12/4/85 Both Lesions Healing Nicely Necrosis



She has learned to report lesions early and get treatment early. Thus, she has had courses of treatment for her left foot in 1987 and 1990 and for her right foot in 1992. The last episode was also timed with increased angina. At that time both feet were treated in the Long-Boot both relieving her foot problem and relieving her angina. She has recently participated in our heart study with the IQ electrical impedance monitor. The latter allows us to monitor many cardiac indices noninvasively before, during and after boot therapy. The increased output curves depicted in her study shown below correspond to an increase in her cardiac output from 5.34 L/min. to 14.26 L/min. Associated with this study and its three week course of treatment, was a significant reduction in her angina..


The Top and 3rd Rows are her EKG tracings. The 2nd row is the baseline IQ curve and the 4th row is the IQ curve during boot therapy.

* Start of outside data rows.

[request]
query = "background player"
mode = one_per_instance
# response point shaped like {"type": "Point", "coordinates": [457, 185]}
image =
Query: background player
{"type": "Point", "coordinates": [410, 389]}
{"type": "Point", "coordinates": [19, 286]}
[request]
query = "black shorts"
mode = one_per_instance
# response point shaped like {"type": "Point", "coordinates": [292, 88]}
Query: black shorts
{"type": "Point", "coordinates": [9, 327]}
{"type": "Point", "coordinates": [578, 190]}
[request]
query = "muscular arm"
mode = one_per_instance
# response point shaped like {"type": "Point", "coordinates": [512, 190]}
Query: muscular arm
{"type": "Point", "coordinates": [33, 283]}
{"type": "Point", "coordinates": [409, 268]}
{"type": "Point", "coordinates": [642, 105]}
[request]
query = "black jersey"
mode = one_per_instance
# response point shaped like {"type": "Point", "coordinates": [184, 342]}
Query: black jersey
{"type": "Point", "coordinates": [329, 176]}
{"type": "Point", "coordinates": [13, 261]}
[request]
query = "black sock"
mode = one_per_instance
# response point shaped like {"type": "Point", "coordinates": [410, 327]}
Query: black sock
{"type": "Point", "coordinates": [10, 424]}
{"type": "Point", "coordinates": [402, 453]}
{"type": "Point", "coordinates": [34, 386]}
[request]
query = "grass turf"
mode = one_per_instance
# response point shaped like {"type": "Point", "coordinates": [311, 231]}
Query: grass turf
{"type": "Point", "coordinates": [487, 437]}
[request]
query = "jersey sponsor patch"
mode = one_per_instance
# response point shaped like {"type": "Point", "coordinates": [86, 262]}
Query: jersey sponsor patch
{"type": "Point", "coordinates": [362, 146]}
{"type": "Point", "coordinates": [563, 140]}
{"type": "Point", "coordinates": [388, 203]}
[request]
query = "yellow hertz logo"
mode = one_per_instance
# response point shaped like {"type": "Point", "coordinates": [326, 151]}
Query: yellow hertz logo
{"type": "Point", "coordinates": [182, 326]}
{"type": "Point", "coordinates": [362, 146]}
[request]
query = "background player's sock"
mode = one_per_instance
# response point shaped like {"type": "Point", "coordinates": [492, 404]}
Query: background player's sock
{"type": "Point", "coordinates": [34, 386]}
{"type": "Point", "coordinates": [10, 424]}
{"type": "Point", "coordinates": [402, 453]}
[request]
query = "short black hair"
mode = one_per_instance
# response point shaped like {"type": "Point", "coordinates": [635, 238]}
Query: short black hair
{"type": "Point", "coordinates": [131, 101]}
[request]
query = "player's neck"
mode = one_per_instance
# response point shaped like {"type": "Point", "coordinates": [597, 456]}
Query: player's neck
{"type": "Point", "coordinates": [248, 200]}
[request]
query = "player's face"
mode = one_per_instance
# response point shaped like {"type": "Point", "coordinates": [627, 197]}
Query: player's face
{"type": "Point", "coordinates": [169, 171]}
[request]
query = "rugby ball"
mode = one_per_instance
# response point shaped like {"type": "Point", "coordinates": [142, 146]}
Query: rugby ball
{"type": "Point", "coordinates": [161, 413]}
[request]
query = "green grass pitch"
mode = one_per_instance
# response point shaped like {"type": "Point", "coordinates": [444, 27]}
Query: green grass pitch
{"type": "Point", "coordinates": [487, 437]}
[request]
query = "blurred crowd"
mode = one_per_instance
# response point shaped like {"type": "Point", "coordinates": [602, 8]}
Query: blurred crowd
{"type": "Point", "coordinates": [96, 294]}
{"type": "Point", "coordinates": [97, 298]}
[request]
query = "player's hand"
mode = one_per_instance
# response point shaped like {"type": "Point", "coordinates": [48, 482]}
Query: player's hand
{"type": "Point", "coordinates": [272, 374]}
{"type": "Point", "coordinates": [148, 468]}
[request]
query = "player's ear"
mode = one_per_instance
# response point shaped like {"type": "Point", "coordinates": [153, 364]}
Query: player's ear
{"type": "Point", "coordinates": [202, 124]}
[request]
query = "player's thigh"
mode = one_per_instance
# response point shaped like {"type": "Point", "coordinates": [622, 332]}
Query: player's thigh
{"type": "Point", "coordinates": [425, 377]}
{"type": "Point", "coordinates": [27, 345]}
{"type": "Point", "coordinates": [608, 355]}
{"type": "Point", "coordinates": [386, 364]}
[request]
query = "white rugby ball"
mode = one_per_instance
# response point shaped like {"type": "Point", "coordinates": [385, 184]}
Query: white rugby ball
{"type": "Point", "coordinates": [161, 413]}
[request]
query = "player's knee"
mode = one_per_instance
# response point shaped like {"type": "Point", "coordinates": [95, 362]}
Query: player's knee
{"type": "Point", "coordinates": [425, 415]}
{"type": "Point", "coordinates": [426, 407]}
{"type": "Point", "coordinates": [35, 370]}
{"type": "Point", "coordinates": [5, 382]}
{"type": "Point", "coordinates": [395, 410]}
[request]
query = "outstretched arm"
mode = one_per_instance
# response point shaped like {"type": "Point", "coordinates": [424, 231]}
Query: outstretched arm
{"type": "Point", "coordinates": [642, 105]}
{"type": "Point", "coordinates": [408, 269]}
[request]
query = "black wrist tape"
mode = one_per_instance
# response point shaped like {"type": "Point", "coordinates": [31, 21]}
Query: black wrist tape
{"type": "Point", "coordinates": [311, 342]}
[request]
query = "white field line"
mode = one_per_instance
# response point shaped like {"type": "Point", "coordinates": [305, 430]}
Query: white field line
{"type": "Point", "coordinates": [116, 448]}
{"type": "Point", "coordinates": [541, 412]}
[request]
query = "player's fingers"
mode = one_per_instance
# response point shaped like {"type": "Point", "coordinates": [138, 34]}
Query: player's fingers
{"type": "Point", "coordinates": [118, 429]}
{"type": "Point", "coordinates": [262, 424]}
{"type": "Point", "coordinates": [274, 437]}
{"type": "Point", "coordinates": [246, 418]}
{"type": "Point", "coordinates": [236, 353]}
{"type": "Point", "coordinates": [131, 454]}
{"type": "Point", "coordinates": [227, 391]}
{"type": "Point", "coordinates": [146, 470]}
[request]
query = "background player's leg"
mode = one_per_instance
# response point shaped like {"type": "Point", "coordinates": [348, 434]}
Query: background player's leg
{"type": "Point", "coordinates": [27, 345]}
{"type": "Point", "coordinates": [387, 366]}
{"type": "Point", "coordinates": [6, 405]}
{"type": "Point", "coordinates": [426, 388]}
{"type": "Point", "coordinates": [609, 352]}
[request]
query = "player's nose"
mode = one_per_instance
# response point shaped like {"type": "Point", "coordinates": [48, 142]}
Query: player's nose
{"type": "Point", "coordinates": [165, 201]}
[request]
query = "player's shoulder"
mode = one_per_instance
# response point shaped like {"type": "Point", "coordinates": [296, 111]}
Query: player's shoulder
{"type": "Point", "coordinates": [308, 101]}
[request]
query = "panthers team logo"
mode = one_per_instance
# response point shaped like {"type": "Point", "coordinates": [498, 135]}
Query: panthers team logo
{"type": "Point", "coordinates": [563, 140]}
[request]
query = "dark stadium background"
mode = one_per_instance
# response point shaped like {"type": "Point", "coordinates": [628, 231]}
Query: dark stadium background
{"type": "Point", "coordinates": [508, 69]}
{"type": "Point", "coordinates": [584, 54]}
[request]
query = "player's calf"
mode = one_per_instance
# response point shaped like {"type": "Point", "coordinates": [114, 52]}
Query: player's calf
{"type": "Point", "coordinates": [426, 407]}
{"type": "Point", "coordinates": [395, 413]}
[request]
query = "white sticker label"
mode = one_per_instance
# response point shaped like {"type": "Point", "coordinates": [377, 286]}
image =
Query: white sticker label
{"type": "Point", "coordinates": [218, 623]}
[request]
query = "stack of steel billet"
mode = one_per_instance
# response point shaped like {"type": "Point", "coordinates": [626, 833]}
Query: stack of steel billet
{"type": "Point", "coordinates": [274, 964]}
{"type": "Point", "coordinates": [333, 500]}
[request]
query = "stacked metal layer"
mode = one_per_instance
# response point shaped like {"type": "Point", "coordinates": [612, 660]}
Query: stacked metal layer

Her hammertoe deformities continued to promote plantar callus and pull the skin tight over her metatarsal-phalangeal joints. The joints were readily palpable. Her husband was taught to sand down the callus. On occasion, however, debridements were necessary and small infected ulcers found. The latter were treated with local antibiotics and Mini-Boot therapy. To lessen the recurrence of such callus, her extensor tendons were cut to allow the toes to fall into a straighter position. The effect is seen in the pictures below.



Here we see that the proximal phalanx of the big toe almost makes a right angle with the dorsum of the foot. The marked dorsiflexion was pulling the skin and fat pad tight over her metatarsal-phalangeal joints and reducing the padding over the joints.

The flexure tendon was cut allowing the big toe to partially straighten out 2/10/98. In this follow-up film 3/24/98, the improvement is readily seen. The plantar skin had more play.



Comments: As of August 15th, 2000, this lady has not lost any portion of her feet. She is a good example of rapid response in the outpatient area. She has been seen early before extensive lesions have had time to develop. Her heart data is included to demonstrate again how the Circulator Boot differs from other external compression boots. Patients in heart failure, for example, may have purple feet; they constrict their circulation to maximize flow to their more vital proximal parts. A lymphedema boot will not relieve heart failure. Indeed, in forcing fluid toward the lungs it may actually worsen the condition. Here we see a large increase in cardiac output that may be attributed to the end-diastolic timing of our apparatus. The boot may also be set to pump during systole as a form of a stress test. In doing the latter, cardiac output is found to go down in patients with heart disease and remain relatively unchanged in our normal volunteers. For more data on the effects of Circulator Boot therapy on the heart, see Dillon Angiology 1998 in our boot library.